Actors’ Union Says It Will ‘Fight Back’ Against Porn Deepfakes
Already stars like Gal Gadot and Cara Delevingne are victims of nonconsensual face swapping.
The Screen Actors Guild‐American Federation of Television and Radio Artists (SAG-AFTRA) recently made a bold statement against deepfakes, a technique that uses artificial intelligence to digitally impose an actors’ likenesses into a film without permission.
As reported by Deadline Hollywood, the president of SAG-AFTRA, Gabrielle Carteris, wrote in the union’s monthly magazine that it has “undertaken an exhaustive review of our collective bargaining options and legislative options to combat any and all uses of digital re-creations, not limited to deepfakes, that defame our members and inhibit their ability to protect their images, voices and performances from misappropriation.”

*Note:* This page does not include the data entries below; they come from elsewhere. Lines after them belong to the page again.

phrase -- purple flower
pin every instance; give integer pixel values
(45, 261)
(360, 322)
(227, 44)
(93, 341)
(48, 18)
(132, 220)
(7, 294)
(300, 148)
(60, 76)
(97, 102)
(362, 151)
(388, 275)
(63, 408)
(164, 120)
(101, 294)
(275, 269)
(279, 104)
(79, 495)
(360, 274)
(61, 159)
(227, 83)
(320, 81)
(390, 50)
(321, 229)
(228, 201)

Potentially unpleasant and inappropriate digital forms
Carteris is specific about these unauthorized uses, using examples of “in advertisements, products, merchandise, company branding, fake news, movies, video games, or pornography.”
The use of deepfake technology to create non consensual erotic content is considered particularly shameful. At the beginning of the letter, singled out this practice, explaining the AI technique “has the ability to steal our images and superimpose them onto another person’s body in potentially unpleasant and inappropriate digital forms.”
What are deepfakes?
The technology, named after an anonymous Reddit user who was one of the first to create deepfakes, has its roots in pornography. In fact, the first deepfake experiments involved digitally replacing the face of an adult actress in and X-rated film with that of Wonder Woman star Gal Gadot.
Many others have since begun using the technology, leading to sites such as Twitter, Reddit, and Pornhub attempting to ban the practice—though there is much debate about the effectiveness of such bans.
Revenge porn 2.0?
Meanwhile, SAG-AFTRA is clearly not going to just sit back on the issue. In the same letter, Carteris outlines the action plan to legally combat deepfakes:
“We are talking with our members’ representatives, union allies, and with state and federal legislators about this issue right now and have legislation pending in New York and Louisiana that would address this directly in certain circumstances. We also are analyzing state laws in other jurisdictions, including California, to make sure protections are in place.”
Now that this technological genie is out of the bottle, it might prove extremely difficult to control or eliminate its use. That being said, an industry regulation is already in place that could act as a model: the shutting down and blocking of revenge porn sites.
While laws against the sites are slow to come, especially in the United States, in 2015 Microsoft and Google both began blocking revenge porn sites from their search engines.
Other countries, though, have been active in making such sites illegal. For example, the Dutch police recently shut down the revenge porn site Anon-IB, taking into custody those involved in running it.
Whether the abuse of deepfake technology will lead to actions similar to those taken against revenge porn sites is anyone’s guess. But SAG-AFTRA’s strong stance against it is a clear warning to people who produce it or just allow it on their sites.